One of those friends, Barbara Blowers, met him three years ago when he was waiting for a taxicab to take him home to Cape George. He’d been waiting for more than an hour. Blowers offered him a ride since his home was on her way home at Beckett Point.

And, since then, she’s been bringing Konizeski to town four, five, maybe six times a week.

“So we go out to lunch. We go to Don’s, The Belmont. Sometimes we go to Chinese and sometimes Point Hudson Cafe,” said Blowers, 71, who does not expect to retire anytime soon as broker of Waves Waterfront Properties, which has an office around the corner from Don’s.

“We’re very good friends and we do a lot of laughing,” she said of Konizeski.

THE BEAVER COAT

Most people who see Konizeski might not know him – he’s more of a reader than a talker – but Blowers said a lot of people probably recognize “the man in the beaver coat.”

Konizeski has been wearing that beaver coat every cold winter for more than half of his life, Blowers learned. He bought it in Missoula, Montana, where he was a professor of water resources at the University of Montana.

“He bought it in a store in Missoula in the 1950s. It’s beaver,” said Blowers, helping in an conversation by phone because Konizeski is hard of hearing.

“This year, he was glad he had it in Port Townsend,” said Blowers of the warm coat and the cold winter.

“Not very many people in Port Townsend know him, but a lot of people recognize the coat,” said Blowers.

After she brings him to town, Blowers said, Konizeski walks around downtown, browses the bookstores, and waits for her until she’s ready to go home. Otherwise, the trip in a taxi between his home and Port Townsend might cost him as much as $22 one way, she said.

Konizeski likes to read – newspapers in particular and The New York Times specifically – so he tends to gravitate to wherever there are newspapers, she said.

THE PARTIES

At Don’s, his friends made him a cake and sang to him. He also received a birthday card signed by 100 people.

A group of his students from Montana showed up and had a party for him as well, at the Bee Hive Restaurant in Montesano. Some of them were in their 80s, Blowers said. A friend who used to teach with him came from North Carolina to honor him.

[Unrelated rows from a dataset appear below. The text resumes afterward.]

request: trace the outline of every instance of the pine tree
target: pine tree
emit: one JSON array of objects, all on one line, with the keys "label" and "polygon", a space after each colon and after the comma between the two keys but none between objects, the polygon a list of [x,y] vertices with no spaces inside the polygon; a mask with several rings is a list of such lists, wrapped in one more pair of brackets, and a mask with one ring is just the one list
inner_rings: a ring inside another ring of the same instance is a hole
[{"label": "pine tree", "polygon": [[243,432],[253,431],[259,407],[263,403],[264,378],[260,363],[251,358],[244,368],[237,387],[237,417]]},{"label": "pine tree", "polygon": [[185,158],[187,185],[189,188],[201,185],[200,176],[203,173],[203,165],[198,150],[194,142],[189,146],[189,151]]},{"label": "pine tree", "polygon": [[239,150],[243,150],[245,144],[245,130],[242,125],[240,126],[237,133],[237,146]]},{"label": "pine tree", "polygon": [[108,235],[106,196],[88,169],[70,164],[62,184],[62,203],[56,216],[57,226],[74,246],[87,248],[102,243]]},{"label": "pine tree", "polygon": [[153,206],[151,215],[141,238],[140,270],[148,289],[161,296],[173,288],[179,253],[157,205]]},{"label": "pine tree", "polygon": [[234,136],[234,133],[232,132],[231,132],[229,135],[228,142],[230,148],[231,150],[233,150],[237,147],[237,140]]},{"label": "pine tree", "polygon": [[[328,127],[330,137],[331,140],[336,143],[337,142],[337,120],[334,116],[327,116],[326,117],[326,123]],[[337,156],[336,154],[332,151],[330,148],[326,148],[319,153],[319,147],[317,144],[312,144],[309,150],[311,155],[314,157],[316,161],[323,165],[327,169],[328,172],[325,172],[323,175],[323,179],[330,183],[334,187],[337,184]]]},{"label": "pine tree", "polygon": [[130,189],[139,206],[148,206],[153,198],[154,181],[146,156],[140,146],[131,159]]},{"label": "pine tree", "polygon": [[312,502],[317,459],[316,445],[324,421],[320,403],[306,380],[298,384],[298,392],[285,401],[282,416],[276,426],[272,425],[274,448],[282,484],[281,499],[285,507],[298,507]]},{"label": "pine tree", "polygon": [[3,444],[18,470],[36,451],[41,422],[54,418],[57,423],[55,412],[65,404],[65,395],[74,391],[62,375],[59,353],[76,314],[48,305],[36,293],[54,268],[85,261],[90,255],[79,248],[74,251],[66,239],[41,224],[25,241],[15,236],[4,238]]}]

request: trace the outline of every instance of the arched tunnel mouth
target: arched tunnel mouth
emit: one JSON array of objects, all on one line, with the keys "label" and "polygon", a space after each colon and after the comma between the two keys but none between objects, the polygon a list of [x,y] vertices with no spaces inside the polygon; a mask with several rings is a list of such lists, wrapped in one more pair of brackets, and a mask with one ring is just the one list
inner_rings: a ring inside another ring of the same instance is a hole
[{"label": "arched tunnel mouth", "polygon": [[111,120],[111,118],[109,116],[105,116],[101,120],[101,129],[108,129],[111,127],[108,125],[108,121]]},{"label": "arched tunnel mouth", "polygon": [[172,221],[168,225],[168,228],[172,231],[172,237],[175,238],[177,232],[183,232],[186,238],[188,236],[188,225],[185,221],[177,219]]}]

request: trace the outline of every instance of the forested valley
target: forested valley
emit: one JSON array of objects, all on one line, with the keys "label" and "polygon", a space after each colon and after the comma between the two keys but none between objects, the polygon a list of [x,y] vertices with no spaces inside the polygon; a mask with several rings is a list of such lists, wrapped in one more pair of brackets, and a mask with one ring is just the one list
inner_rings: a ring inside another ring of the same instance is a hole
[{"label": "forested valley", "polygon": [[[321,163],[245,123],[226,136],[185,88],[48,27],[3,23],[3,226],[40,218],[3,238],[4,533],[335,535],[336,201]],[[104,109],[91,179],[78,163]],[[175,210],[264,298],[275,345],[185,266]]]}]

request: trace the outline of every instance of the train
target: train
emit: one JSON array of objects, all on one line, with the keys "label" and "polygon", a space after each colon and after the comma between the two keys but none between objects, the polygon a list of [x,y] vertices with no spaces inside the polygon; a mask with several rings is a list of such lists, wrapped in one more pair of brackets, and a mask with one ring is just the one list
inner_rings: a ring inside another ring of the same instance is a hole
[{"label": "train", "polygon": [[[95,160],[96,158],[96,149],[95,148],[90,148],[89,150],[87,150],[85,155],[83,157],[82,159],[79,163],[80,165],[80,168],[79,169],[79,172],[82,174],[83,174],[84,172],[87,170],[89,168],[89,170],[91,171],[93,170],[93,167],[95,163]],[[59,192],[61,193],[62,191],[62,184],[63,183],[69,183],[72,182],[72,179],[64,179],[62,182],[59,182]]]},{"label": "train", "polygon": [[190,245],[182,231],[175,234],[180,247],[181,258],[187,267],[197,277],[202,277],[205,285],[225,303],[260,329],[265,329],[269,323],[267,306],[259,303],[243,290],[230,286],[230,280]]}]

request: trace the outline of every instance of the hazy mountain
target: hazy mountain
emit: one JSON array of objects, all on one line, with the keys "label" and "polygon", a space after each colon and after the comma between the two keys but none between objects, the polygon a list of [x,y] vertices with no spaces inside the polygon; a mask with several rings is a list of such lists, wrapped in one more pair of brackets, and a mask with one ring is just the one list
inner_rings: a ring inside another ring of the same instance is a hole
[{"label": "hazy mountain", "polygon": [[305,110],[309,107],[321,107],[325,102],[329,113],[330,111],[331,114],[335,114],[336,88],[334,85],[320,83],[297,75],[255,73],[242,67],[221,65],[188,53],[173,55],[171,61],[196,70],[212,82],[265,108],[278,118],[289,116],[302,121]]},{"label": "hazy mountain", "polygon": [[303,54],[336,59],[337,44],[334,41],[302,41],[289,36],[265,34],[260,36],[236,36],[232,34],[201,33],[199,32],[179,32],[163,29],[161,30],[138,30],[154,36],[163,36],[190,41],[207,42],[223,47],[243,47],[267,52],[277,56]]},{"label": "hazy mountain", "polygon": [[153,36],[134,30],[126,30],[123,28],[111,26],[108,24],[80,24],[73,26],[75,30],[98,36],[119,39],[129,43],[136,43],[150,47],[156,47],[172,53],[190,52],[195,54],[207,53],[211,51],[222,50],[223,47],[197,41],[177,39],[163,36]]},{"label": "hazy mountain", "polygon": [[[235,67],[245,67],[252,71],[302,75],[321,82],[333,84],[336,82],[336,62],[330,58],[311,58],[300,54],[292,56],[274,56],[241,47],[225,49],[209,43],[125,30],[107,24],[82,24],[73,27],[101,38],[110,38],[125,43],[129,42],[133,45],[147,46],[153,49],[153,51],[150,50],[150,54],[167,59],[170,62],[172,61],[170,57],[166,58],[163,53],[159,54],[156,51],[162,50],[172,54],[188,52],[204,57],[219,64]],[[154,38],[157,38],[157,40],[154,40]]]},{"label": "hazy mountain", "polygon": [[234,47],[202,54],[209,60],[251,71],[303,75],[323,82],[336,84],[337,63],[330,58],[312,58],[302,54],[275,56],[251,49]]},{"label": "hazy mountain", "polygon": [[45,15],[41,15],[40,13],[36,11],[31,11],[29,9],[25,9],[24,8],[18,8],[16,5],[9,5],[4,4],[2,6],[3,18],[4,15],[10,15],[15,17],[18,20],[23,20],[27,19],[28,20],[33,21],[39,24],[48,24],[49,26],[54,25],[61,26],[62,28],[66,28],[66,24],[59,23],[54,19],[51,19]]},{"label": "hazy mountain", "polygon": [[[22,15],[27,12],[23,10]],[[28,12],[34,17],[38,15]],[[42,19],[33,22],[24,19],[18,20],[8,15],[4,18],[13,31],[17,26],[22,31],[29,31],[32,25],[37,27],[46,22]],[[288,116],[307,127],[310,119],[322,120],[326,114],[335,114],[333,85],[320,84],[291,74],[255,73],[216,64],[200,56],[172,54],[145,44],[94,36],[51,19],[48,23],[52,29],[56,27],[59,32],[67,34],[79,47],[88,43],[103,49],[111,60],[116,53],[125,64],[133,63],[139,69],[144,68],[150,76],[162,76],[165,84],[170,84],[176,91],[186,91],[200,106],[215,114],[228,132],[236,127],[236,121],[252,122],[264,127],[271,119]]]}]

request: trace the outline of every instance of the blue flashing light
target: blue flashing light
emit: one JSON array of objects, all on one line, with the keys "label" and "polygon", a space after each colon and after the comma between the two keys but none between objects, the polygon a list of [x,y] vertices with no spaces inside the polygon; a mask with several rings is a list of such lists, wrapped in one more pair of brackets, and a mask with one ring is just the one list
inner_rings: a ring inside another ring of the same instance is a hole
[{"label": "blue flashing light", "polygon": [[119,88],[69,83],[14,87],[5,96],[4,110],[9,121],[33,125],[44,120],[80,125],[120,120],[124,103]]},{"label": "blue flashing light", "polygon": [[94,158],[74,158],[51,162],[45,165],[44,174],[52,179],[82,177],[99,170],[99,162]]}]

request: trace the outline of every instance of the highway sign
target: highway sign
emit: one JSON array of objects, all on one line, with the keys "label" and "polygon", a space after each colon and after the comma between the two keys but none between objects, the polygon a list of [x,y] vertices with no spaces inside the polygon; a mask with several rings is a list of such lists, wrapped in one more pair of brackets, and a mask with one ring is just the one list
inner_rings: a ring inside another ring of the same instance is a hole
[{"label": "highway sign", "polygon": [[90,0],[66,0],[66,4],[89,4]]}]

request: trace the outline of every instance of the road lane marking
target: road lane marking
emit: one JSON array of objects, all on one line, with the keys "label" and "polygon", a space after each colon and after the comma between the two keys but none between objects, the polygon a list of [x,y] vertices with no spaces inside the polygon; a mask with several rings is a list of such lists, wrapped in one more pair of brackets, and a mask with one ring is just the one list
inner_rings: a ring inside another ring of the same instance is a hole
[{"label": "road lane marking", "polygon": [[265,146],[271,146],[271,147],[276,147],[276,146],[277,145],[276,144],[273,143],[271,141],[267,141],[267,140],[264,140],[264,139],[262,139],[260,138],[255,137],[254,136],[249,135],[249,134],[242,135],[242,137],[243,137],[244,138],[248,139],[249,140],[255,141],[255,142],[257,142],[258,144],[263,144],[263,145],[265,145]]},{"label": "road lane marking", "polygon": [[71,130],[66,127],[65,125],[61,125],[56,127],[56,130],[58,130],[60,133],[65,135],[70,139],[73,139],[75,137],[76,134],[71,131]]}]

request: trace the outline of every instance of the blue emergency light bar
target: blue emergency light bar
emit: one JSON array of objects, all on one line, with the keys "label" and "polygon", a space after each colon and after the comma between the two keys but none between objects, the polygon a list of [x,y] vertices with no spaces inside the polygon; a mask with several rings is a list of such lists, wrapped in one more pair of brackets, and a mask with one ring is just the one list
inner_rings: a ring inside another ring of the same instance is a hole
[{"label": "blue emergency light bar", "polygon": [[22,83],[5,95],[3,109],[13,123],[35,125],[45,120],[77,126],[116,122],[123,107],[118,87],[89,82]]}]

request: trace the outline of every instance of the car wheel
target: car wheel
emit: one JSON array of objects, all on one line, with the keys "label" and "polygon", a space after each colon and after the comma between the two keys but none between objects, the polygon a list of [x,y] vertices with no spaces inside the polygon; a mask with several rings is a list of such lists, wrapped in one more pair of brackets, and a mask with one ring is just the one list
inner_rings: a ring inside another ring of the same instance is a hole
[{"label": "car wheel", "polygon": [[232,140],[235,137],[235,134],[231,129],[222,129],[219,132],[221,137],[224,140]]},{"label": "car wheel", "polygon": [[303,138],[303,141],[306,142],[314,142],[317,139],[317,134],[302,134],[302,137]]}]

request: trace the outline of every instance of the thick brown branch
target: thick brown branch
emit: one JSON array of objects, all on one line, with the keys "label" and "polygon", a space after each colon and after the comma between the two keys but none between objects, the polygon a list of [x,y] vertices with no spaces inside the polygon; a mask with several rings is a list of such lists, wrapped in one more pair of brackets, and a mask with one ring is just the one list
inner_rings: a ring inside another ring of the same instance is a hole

His daughters, Susan and Shirley, also threw him a soiree. And then there was another party as well, Blowers said.

A LITTLE HISTORY

Born in Eastern Washington, Konizeski attended grade school in Long Beach, Washington. He then moved to Everett, where he graduated from high school, Blowers said.

He did odd jobs until World War II, when he got a job at a foundry and then saved up enough money to go to Washington State University, from which he graduated in 1955. He went on to earn a Ph.D. at the University of Chicago and then taught at the University of Montana until 1979, she said.

Konizeski and his wife, Ruby, bought a sailboat and traveled all over the West Coast, Blowers said, before they settled in Cape George.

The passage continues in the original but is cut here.